Customers hoping to test drive a Tesla may want to think twice before handing over their license, according to a new class action lawsuit filed against Elon Musk's car company.

The lawsuit, filed Tuesday in the U.S. District Court for the Northern District of California, alleges the car company coaxes consumers into handing over personal information without their consent by scanning that information from their driver's licenses before test drives. The suit claims Tesla, along with Experian, Salesforce and app development firm Appstem, violate various consumer privacy protection laws by doing so.

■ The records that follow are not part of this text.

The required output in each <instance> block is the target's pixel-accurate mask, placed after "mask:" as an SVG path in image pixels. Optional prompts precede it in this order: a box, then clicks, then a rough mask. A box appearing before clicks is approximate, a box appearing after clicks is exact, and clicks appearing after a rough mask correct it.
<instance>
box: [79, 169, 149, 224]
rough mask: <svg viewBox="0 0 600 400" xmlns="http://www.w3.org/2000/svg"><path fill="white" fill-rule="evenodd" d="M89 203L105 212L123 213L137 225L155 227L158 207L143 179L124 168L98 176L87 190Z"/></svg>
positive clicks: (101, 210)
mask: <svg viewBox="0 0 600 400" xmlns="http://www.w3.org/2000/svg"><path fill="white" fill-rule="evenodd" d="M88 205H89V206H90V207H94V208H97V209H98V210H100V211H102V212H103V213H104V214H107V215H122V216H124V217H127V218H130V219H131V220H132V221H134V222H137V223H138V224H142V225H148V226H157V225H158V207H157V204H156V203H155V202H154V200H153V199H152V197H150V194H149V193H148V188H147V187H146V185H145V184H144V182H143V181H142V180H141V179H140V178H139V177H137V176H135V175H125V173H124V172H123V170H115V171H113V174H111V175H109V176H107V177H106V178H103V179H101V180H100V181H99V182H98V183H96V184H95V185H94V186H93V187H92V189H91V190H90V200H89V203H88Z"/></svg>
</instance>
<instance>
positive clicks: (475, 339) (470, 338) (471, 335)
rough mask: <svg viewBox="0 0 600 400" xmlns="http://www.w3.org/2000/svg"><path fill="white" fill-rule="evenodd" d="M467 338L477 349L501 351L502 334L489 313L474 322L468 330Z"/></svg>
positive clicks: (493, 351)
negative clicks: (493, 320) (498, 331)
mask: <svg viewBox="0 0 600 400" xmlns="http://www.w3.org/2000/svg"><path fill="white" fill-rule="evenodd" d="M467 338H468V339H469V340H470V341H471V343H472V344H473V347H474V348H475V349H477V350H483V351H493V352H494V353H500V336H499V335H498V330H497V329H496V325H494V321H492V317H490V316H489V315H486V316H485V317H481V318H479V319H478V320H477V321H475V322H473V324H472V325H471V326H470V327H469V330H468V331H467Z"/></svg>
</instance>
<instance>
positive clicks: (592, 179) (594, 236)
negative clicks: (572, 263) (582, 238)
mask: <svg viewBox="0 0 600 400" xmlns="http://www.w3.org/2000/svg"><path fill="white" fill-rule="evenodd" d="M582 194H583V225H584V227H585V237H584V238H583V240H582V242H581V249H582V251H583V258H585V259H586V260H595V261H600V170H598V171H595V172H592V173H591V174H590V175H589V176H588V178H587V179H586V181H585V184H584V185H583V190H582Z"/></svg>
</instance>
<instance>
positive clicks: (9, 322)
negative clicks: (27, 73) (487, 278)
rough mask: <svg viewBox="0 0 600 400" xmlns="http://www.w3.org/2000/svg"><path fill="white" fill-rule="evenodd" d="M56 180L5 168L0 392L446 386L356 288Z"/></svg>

The lawsuit was brought by Wayne Skiles, a California man, on behalf of consumers across the country.

“I think if even a fraction of what we're alleging is deemed true, it's a breach of the consumers trust in Tesla and [shows] how their information is being used nefariously,” said the plaintiffs attorney, Abbas Kazerounian, a founding partner at Kazerouni Law Group.

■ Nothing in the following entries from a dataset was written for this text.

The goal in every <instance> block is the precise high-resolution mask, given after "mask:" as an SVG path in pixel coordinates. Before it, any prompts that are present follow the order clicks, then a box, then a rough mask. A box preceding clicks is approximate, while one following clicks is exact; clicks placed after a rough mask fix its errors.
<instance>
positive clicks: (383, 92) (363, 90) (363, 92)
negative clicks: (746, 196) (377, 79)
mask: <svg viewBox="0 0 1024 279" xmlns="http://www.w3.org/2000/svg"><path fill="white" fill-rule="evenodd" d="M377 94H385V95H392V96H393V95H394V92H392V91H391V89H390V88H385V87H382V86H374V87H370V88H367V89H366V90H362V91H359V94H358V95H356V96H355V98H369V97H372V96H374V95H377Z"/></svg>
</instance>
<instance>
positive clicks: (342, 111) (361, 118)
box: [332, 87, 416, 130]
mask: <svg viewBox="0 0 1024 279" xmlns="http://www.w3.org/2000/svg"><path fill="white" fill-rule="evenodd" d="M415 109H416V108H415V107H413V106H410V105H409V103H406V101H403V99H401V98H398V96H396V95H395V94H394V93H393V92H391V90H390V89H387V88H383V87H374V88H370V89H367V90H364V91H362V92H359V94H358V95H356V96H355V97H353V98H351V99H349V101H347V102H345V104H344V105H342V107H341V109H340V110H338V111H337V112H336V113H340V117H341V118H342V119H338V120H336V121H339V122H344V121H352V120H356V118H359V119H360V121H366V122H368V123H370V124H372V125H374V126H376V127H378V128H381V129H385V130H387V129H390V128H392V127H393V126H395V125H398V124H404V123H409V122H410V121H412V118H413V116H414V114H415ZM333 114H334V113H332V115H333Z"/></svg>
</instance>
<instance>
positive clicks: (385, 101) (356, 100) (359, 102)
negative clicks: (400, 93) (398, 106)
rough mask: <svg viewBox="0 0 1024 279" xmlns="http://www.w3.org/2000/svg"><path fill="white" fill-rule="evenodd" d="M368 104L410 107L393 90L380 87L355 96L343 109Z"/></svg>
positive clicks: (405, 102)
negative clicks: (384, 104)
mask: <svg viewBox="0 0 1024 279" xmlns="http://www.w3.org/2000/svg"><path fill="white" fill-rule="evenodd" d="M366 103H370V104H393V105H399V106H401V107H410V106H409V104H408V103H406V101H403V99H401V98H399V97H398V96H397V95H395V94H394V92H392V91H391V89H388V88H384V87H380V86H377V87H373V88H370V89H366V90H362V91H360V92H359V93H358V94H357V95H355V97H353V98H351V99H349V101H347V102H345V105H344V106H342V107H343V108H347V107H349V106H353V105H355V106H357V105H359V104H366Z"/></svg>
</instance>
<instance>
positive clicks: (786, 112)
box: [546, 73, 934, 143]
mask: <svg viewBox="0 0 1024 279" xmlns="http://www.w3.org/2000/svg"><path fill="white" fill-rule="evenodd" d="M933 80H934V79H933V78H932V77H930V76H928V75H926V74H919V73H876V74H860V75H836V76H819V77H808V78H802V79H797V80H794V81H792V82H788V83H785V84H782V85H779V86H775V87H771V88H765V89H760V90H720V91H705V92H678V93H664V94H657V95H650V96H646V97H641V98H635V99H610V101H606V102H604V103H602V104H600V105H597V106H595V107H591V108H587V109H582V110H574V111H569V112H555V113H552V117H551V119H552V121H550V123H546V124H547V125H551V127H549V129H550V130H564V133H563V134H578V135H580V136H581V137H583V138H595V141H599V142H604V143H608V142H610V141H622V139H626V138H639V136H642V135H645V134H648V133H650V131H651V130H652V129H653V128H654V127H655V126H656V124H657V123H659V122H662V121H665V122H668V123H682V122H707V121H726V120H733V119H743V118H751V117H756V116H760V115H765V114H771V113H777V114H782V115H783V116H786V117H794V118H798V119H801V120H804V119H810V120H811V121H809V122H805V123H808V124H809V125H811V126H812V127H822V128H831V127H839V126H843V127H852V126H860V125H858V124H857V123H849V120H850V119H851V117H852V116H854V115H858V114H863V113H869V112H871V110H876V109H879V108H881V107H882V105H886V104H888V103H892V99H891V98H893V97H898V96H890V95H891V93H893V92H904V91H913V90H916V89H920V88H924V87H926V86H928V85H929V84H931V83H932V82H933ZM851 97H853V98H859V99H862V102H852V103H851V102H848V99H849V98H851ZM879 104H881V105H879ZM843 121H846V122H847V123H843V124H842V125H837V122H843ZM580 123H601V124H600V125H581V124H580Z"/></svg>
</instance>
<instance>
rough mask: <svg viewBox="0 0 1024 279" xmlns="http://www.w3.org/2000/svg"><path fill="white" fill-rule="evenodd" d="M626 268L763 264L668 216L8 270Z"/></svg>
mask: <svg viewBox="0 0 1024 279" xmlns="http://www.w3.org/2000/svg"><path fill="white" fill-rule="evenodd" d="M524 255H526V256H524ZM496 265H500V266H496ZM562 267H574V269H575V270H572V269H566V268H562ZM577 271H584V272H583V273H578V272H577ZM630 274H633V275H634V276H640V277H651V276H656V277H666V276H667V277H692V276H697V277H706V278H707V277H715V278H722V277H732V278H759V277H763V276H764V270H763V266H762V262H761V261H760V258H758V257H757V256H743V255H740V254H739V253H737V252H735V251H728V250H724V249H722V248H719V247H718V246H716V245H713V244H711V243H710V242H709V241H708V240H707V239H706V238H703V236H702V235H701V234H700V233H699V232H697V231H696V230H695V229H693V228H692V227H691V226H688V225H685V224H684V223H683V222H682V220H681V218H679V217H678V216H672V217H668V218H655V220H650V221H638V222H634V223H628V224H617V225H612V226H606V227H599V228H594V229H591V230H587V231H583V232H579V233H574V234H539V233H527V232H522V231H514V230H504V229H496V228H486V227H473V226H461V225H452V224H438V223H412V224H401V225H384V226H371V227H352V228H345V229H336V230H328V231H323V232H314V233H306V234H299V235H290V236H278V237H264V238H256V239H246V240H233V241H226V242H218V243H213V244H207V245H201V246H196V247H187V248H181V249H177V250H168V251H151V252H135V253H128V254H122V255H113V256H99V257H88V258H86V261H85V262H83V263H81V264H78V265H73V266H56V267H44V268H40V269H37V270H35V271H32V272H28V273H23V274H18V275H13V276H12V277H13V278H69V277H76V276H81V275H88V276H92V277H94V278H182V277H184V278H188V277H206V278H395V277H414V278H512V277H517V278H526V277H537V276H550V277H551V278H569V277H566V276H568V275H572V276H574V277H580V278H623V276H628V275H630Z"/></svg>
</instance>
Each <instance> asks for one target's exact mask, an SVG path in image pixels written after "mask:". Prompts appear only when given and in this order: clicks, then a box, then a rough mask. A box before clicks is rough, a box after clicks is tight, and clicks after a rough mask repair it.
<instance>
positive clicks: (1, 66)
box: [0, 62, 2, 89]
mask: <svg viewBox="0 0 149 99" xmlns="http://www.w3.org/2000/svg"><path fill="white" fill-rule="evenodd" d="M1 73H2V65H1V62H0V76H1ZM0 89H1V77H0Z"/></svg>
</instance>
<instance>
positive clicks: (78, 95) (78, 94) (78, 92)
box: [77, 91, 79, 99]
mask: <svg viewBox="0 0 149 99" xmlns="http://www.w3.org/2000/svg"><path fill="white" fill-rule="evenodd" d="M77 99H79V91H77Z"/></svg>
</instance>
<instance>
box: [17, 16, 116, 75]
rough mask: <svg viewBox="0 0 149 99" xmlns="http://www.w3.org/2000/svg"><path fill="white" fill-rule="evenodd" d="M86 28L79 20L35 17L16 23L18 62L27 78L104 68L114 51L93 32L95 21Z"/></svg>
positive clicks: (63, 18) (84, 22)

Requests for comment from Tesla, Experian and Appstem were not immediately returned. A Salesforce spokeswoman said in an email the company does not comment on pending litigation.

In the complaint, Skiles claimed he visited a Tesla showroom in Newport Beach, California, in 2015. After talking with a Tesla employee, he decided to test drive one of the cars. The Tesla employee asked to see his driver's license, which he assumed was to verify he was legally permitted to drive. The employee used an iPad to scan his license, and Skiles then entered his email address and phone number upon request, and agreed to the “Test Drive Agreement” put forth on the device.

The lawsuit alleges the Tesla employee was doing much more than verifying Skiles' license with the iPad. It claims Tesla uploads information from the magnetic strip of customers' licenses onto the iPads using an Appstem mobile app, and that information is then added to Tesla's Salesforce marketing database. Then, the complaint alleges, the information is transmitted via the database to Experian, who then provides a type of credit score based on that information back to Tesla. That data is then uses it for marketing purposes.

The lawsuit claims this scheme violations the Driver's Privacy Protection Act, the Electronic Communications Privacy Act and the Fair Credit Reporting Act, and estimates the class members could “number in the several thousands, if not substantially more.” Skiles is seeking statutory and punitive damages to be determined at trial under all three laws, meaning damages could number in the millions.